Rückt er nach einem Aufgebot der Einsatzzentrale aus, um etwa eine harmlose Ringelnatter in einem Quartier zu behändigen, lässt er diese nach erfolgreichem Fang am Seeufer oder in einem Sumpfgebiet wieder frei.

Ein Dutzend Mal musste Adrian Grünenwald bis jetzt als Schlangenfänger ausrücken. Im vergangenen Juli wurde der 44 Jahre alte Polizist aktiv, weil eine Königspython mitten in der Stadt Zürich bei der Neuen Kirche Fluntern übers Trottoir kroch. Die ungiftige Würgeschlange war aus dem Terrarium ihres Halters ausgebüxt.

Sie wurde eingefangen. Und Adrian Grünenwald versucht nach wie vor, den Halter ausfindig zu machen. Wird die Schlange innert dreier Monate nicht abgeholt, wird sie fremdplatziert.
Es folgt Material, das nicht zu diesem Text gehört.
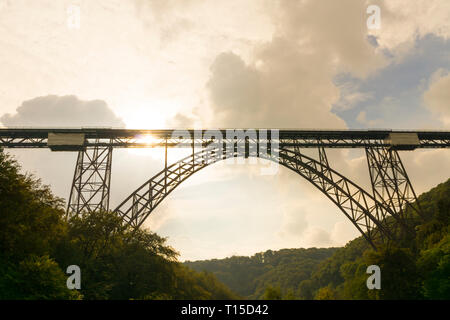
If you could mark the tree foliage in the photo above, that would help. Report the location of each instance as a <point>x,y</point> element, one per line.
<point>37,245</point>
Mit Verlaub: Würde Adrian Grünenwald auch eine Schwarze Mamba oder einen Inlandtaipan – sie gehören zu den gefährlichsten und giftigsten Schlangen der Welt – einfangen? «Das wäre in der Tat eine heikle Aufgabe», sagt der Zürcher. Um anzufügen: «In diesem Fall würde ich Unterstützung anfordern. Wir pflegen gute Kontakte zu privaten Giftschlangenhaltern.»

Der vierfache Familienvater Adrian Grünenwald hält drei Schlangen als Haustiere – zwei Königsboas und eine Königsnatter. Alle drei Mitbewohner sind ungiftig. «Schlangen faszinieren mich wegen ihrer besonderen Sinnesorgane und ihrer Kombination aus Schönheit und Gefährlichkeit», sagt der Zürcher Stadtpolizist.

Er könne verstehen, dass Schlangen nicht überall beliebt seien. Mit einem verschmitzten Lächeln erzählt Grünenwald die Anekdote von jener verängstigten Frau, die nach dem Parkieren ihres Autos vor dem Haus merkte, wie eine Schlange via Auspuff in den Wagen kroch. Sie alarmierte die Polizei, die eine halbe Stunde später eintraf. Allerdings war die Schlange inzwischen im Garten verschwunden. Weil die Polizisten das gesuchte Tier nicht fanden, zogen sie wieder ab. Die Frau war danach so verunsichert, dass sie ihr Auto nie wieder berührte und wenig später verkaufte.